そしてスバルの言葉に全員が同じ気持ちだったようだ。

「ふーん……まぁ不安ならそれでもいいさ。俺達がどう言おうと、結局不安は取り除けない……それは抱えていけ。そしたら、将来自分達と同じ新人を見る立場になった時に自分もそうだったと思える様になるさ。大丈夫、俺が付いてる。今はお前ら新人を俺が護ってやる。自分の精一杯を出し尽くせ」

 珱嗄は顔だけ振り向いて、ゆらりと笑った。すると、フォワード達はその笑顔に元気づけられたのかふっと笑った。そして、そんな珱嗄に尊敬と憧れを抱いた。自分達もこんな風になりたいと。

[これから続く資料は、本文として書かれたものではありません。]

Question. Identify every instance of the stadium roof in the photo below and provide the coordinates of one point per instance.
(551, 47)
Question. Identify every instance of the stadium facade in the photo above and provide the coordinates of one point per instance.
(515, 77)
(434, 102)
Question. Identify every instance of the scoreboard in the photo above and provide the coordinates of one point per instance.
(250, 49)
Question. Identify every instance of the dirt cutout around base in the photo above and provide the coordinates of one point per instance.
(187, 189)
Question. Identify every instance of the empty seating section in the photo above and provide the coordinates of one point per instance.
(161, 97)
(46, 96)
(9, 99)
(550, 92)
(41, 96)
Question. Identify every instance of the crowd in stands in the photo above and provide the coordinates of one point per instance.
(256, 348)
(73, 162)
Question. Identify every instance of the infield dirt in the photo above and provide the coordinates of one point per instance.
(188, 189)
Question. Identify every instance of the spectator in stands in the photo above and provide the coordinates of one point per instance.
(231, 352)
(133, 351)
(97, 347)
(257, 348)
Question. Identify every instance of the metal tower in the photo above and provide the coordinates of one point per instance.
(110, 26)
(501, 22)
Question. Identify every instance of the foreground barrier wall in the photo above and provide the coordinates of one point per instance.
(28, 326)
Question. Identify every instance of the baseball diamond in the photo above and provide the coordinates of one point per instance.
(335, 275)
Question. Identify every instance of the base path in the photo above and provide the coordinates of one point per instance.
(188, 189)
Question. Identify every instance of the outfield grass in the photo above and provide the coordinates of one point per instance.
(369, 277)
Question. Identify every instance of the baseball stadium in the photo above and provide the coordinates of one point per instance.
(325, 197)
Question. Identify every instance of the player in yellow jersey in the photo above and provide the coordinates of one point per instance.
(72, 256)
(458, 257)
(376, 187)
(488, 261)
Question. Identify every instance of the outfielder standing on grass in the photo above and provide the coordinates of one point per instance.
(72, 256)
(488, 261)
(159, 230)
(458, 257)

「じゃ、行こうか。隊長達もそこそこ頑張ってくれてる様だしね」

「はい!」

「何時でも行けます!」

「頑張ります!」

「全力で!」

 珱嗄がそう言うと、フォワードは後ろから一歩出て珱嗄に並ぶ。その言葉からは勇気とやる気が感じられ、ほんの少しの不安があった。だが、それでいい。それくらいの気持ちと不安が有れば、慢心せず、油断せず、良い感じに動けるのだから。

「いいね。それじゃ、行くぞ〜」

 珱嗄は間延びした声で飛び降り、フォワード達もそれに続く。
 そしてすぐにリニアレールに飛び乗って、レリックの捜索を開始する。

「よし、全員いるな。それじゃスターズは此処から前方、ライトニングは後方を捜索。俺はライトニングに付く。各時、レリックを発見したらすぐに念話で知らせること。ガジェットに遭遇したら各時撃破、いいな?」

『はい!』

「それじゃ、捜索開始」

 珱嗄の指示に従って、全員動き出す。スターズの二人は前へ、ライトニングと珱嗄は後ろへと動きだした。そして、ライトニングの前に早速ガジェットが現れた。
 エリオとキャロは急に出てきたガジェットに一瞬動きを止めてしまった。だが、珱嗄は走るのを止めずに直進。3体のガジェットにその手刀を叩き込み、魔法を使うことなく通り過ぎざまに破壊した。

「す、すごい」

「エリオ君、私達も行かなきゃ!」

「う、うん!」

 珱嗄の後ろを急いで付いていき、エリオとキャロは改めて珱嗄の強さに尊敬の念を抱く。そして、自分達も負けていられないとデバイスを起動させて気合を入れたのだった。